I happened to have just made a relevant image for a presentation, here's MACS2 peak calling on a ChIP-seq dataset (IP and input) using 8 different p/q values. Which is the correct value to use? Some are obviously not stringent enough and others might be too stringent, I think it's pretty subjective.

MACS2

score 0 · Answer 2 · 2017-03-31

Thank you very much for your complete reply.

I indeed adopt the same strategies of using several q-value to make my decision. I am comparing two different experiments (two antibodies) and want to assess the overlap of it.

If I am doing a venndiagram based on the peaks detected, I obtain around 20% overlap of one mark, and 90% of the other. The 90% one is very noisy. If I plot a heatmap of the two marks based on the union of peaks, "visually", I should expect a 90% overlap for both. That is why I thought to lower the threshold for the 20% one.
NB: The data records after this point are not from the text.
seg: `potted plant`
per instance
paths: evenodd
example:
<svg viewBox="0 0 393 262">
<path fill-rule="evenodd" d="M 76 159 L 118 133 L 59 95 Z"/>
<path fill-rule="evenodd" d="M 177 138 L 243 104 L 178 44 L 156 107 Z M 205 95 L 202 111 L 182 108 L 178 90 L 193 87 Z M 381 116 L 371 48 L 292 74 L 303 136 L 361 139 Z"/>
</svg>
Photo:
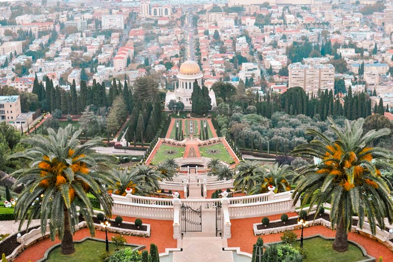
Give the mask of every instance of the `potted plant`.
<svg viewBox="0 0 393 262">
<path fill-rule="evenodd" d="M 318 213 L 319 214 L 319 216 L 322 216 L 324 213 L 325 213 L 325 208 L 323 208 L 323 206 L 321 206 L 319 207 L 319 210 L 318 210 Z"/>
<path fill-rule="evenodd" d="M 142 220 L 141 220 L 139 218 L 138 218 L 137 219 L 135 219 L 135 226 L 137 226 L 137 228 L 138 229 L 139 229 L 140 227 L 142 225 Z"/>
<path fill-rule="evenodd" d="M 120 226 L 120 224 L 123 223 L 123 218 L 120 216 L 117 216 L 114 219 L 114 222 L 117 224 L 117 226 Z"/>
<path fill-rule="evenodd" d="M 99 220 L 99 221 L 100 222 L 101 222 L 103 221 L 104 221 L 104 219 L 105 218 L 105 217 L 104 216 L 104 214 L 103 214 L 102 213 L 98 213 L 97 214 L 97 219 L 98 219 L 98 220 Z"/>
<path fill-rule="evenodd" d="M 284 225 L 285 224 L 285 222 L 288 221 L 288 215 L 286 214 L 282 214 L 281 215 L 281 221 L 282 221 L 282 223 L 284 223 Z"/>
<path fill-rule="evenodd" d="M 269 218 L 268 217 L 264 217 L 262 219 L 262 225 L 265 226 L 265 228 L 266 227 L 266 226 L 267 226 L 268 225 L 269 225 L 269 223 L 270 222 L 270 220 L 269 220 Z"/>
</svg>

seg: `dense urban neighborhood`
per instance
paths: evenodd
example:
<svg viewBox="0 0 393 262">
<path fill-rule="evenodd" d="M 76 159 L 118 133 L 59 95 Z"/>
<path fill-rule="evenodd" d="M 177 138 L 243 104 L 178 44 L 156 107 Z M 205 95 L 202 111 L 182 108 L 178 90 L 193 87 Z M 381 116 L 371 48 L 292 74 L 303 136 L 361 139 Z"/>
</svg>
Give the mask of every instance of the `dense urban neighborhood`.
<svg viewBox="0 0 393 262">
<path fill-rule="evenodd" d="M 0 2 L 2 262 L 393 261 L 393 1 Z"/>
</svg>

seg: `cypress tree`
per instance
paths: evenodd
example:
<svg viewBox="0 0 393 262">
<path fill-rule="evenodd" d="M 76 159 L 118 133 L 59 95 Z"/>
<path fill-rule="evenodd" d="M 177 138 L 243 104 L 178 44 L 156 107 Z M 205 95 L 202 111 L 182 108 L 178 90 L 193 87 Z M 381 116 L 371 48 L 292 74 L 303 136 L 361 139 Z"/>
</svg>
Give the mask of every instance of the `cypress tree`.
<svg viewBox="0 0 393 262">
<path fill-rule="evenodd" d="M 103 82 L 101 83 L 101 106 L 107 107 L 108 106 L 108 99 L 107 98 L 107 89 L 105 88 L 105 83 Z"/>
<path fill-rule="evenodd" d="M 384 101 L 382 100 L 382 98 L 379 98 L 379 105 L 378 106 L 378 113 L 381 116 L 384 115 L 385 110 L 384 109 Z"/>
<path fill-rule="evenodd" d="M 130 107 L 130 98 L 128 91 L 128 86 L 127 84 L 127 81 L 124 80 L 124 89 L 123 90 L 123 98 L 124 99 L 124 103 L 127 105 L 127 110 L 131 114 L 132 110 Z"/>
<path fill-rule="evenodd" d="M 158 249 L 154 244 L 150 244 L 150 255 L 151 256 L 151 262 L 160 262 L 160 257 L 158 255 Z"/>
<path fill-rule="evenodd" d="M 75 80 L 74 79 L 72 80 L 72 84 L 71 85 L 71 113 L 73 115 L 77 114 L 77 105 L 78 103 L 77 99 L 76 85 L 75 84 Z"/>
<path fill-rule="evenodd" d="M 60 96 L 61 97 L 61 101 L 62 101 L 60 107 L 60 109 L 61 110 L 61 113 L 64 114 L 68 114 L 68 108 L 67 108 L 67 92 L 66 92 L 65 90 L 61 88 L 61 90 L 60 91 Z"/>
<path fill-rule="evenodd" d="M 58 86 L 56 86 L 56 88 L 55 90 L 55 97 L 56 99 L 56 109 L 60 109 L 61 108 L 61 94 L 60 91 L 60 87 Z"/>
<path fill-rule="evenodd" d="M 7 201 L 11 201 L 11 194 L 9 193 L 9 188 L 7 184 L 5 185 L 5 199 Z"/>
<path fill-rule="evenodd" d="M 41 89 L 40 88 L 39 84 L 38 83 L 38 79 L 37 78 L 37 73 L 35 73 L 35 77 L 34 79 L 33 90 L 32 92 L 33 94 L 36 94 L 38 97 L 38 99 L 41 101 Z"/>
<path fill-rule="evenodd" d="M 144 121 L 143 120 L 143 116 L 141 113 L 139 114 L 138 117 L 138 121 L 137 124 L 137 128 L 135 130 L 136 136 L 137 137 L 137 140 L 138 141 L 142 141 L 142 136 L 143 130 L 145 129 Z"/>
</svg>

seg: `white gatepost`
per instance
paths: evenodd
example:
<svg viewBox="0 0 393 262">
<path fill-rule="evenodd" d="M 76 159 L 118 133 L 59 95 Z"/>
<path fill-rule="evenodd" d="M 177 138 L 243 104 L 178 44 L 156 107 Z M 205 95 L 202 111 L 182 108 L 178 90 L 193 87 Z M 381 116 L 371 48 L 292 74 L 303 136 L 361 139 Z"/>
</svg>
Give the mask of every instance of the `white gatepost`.
<svg viewBox="0 0 393 262">
<path fill-rule="evenodd" d="M 173 239 L 179 239 L 181 237 L 180 232 L 180 200 L 179 199 L 178 192 L 175 192 L 172 194 L 173 199 L 172 204 L 173 205 Z"/>
<path fill-rule="evenodd" d="M 126 199 L 127 202 L 132 203 L 132 189 L 127 188 L 126 189 Z"/>
<path fill-rule="evenodd" d="M 183 180 L 183 191 L 184 192 L 184 198 L 187 198 L 187 184 L 188 184 L 187 180 L 184 179 Z"/>
<path fill-rule="evenodd" d="M 221 198 L 221 205 L 223 208 L 223 214 L 224 215 L 224 238 L 230 238 L 230 227 L 231 224 L 230 223 L 230 219 L 229 219 L 229 200 L 227 197 L 228 196 L 228 192 L 224 191 L 221 193 L 221 196 L 223 197 Z"/>
<path fill-rule="evenodd" d="M 203 198 L 207 197 L 207 180 L 206 178 L 203 179 Z"/>
</svg>

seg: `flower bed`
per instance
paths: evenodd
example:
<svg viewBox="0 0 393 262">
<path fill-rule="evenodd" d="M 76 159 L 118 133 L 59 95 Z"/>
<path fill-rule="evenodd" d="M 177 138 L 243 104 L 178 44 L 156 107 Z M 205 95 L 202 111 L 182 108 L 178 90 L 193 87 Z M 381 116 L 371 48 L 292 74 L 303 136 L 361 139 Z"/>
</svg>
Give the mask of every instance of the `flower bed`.
<svg viewBox="0 0 393 262">
<path fill-rule="evenodd" d="M 82 217 L 79 217 L 80 221 L 84 221 Z M 105 230 L 100 224 L 100 221 L 95 217 L 93 217 L 94 228 L 99 230 Z M 142 224 L 139 228 L 133 222 L 123 222 L 119 225 L 114 220 L 111 220 L 111 226 L 107 228 L 109 232 L 118 233 L 122 234 L 144 236 L 149 237 L 150 236 L 150 225 L 148 224 Z"/>
<path fill-rule="evenodd" d="M 330 227 L 330 218 L 328 214 L 324 213 L 321 216 L 317 215 L 314 220 L 314 214 L 310 214 L 307 217 L 308 224 L 305 227 L 322 225 L 327 227 Z M 254 235 L 269 234 L 283 232 L 286 230 L 293 230 L 301 228 L 301 225 L 298 224 L 298 216 L 289 218 L 287 221 L 284 224 L 281 220 L 274 220 L 271 221 L 269 225 L 265 227 L 261 223 L 255 223 L 253 225 Z"/>
</svg>

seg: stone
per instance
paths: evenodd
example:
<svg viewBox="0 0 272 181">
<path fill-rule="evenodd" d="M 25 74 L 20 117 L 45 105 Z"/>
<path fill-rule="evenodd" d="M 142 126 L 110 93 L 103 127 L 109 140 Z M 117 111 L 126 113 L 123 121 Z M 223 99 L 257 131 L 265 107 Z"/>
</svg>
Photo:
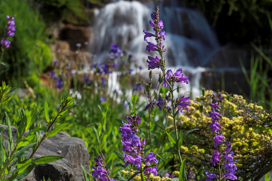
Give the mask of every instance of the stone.
<svg viewBox="0 0 272 181">
<path fill-rule="evenodd" d="M 8 126 L 3 131 L 5 147 L 7 148 Z M 16 128 L 11 126 L 14 142 L 16 141 Z M 42 136 L 43 133 L 41 134 Z M 59 151 L 61 151 L 59 152 Z M 32 150 L 25 154 L 31 153 Z M 57 153 L 58 152 L 59 153 Z M 59 155 L 64 158 L 45 164 L 36 165 L 28 175 L 22 180 L 24 181 L 47 180 L 50 178 L 52 181 L 83 181 L 83 173 L 80 164 L 87 171 L 89 170 L 90 156 L 85 142 L 82 139 L 71 137 L 67 133 L 60 132 L 57 135 L 45 140 L 34 154 L 34 158 L 47 155 Z"/>
<path fill-rule="evenodd" d="M 78 43 L 81 44 L 81 49 L 85 49 L 86 46 L 84 42 L 89 41 L 91 31 L 91 29 L 88 27 L 67 24 L 62 29 L 60 39 L 68 42 L 72 50 L 77 49 L 76 45 Z"/>
</svg>

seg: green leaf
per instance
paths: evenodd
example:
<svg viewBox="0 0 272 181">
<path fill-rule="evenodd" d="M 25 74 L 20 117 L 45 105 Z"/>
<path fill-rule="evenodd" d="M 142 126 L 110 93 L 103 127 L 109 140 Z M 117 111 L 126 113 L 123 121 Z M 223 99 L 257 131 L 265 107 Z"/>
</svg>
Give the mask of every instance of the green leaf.
<svg viewBox="0 0 272 181">
<path fill-rule="evenodd" d="M 62 124 L 61 125 L 59 125 L 55 128 L 55 129 L 50 132 L 48 133 L 48 134 L 45 137 L 45 139 L 48 138 L 49 137 L 55 136 L 57 134 L 58 134 L 58 133 L 63 128 L 63 127 L 67 125 L 69 123 L 63 123 L 63 124 Z"/>
<path fill-rule="evenodd" d="M 46 119 L 47 122 L 49 123 L 50 119 L 49 118 L 49 114 L 48 112 L 48 103 L 47 103 L 47 101 L 46 100 L 44 104 L 44 115 L 45 116 L 45 119 Z"/>
<path fill-rule="evenodd" d="M 185 137 L 185 136 L 186 135 L 191 132 L 195 130 L 197 130 L 198 129 L 190 129 L 190 130 L 186 131 L 182 134 L 182 137 L 180 138 L 180 140 L 179 141 L 179 149 L 180 148 L 180 147 L 181 146 L 181 145 L 182 145 L 182 141 L 183 141 L 183 139 L 184 139 L 184 138 Z"/>
<path fill-rule="evenodd" d="M 32 158 L 31 158 L 27 159 L 18 163 L 16 166 L 17 168 L 13 171 L 12 172 L 18 172 L 18 174 L 22 173 L 26 169 L 27 167 L 31 162 L 31 160 Z"/>
<path fill-rule="evenodd" d="M 36 132 L 44 130 L 44 129 L 45 129 L 46 128 L 38 128 L 37 127 L 37 128 L 35 128 L 29 132 L 28 134 L 26 135 L 26 136 L 32 135 L 32 134 L 35 133 Z"/>
<path fill-rule="evenodd" d="M 168 179 L 166 181 L 179 181 L 179 178 L 173 178 L 171 179 Z"/>
<path fill-rule="evenodd" d="M 144 170 L 146 169 L 147 168 L 155 166 L 156 165 L 146 165 L 144 167 L 144 168 L 143 169 L 143 172 L 144 171 Z"/>
<path fill-rule="evenodd" d="M 86 171 L 85 171 L 85 169 L 84 168 L 84 167 L 83 167 L 83 166 L 81 164 L 80 164 L 80 166 L 81 166 L 81 168 L 82 168 L 82 170 L 83 170 L 83 175 L 84 176 L 84 179 L 85 180 L 85 181 L 89 181 L 89 179 L 87 178 L 87 175 L 86 174 Z"/>
<path fill-rule="evenodd" d="M 30 173 L 32 170 L 33 170 L 36 166 L 36 164 L 33 164 L 30 165 L 25 170 L 24 172 L 19 175 L 16 177 L 16 179 L 17 180 L 20 180 L 24 178 L 25 177 L 28 176 L 28 175 Z"/>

Having said that, the justification of the thresholds is visual only, which I do not like that much. However, some could argue that we are investigating signal that can be assessed visually so this approach is valid, which is a good point. Others could argue that if I lower the threshold for both, I should stick to the same proportions and that not doing that, is considered "artificial fitting".

I feel that both arguments are valid and I feel that there is no answer to this problem. I was hoping that somebody could bring up a point to choose.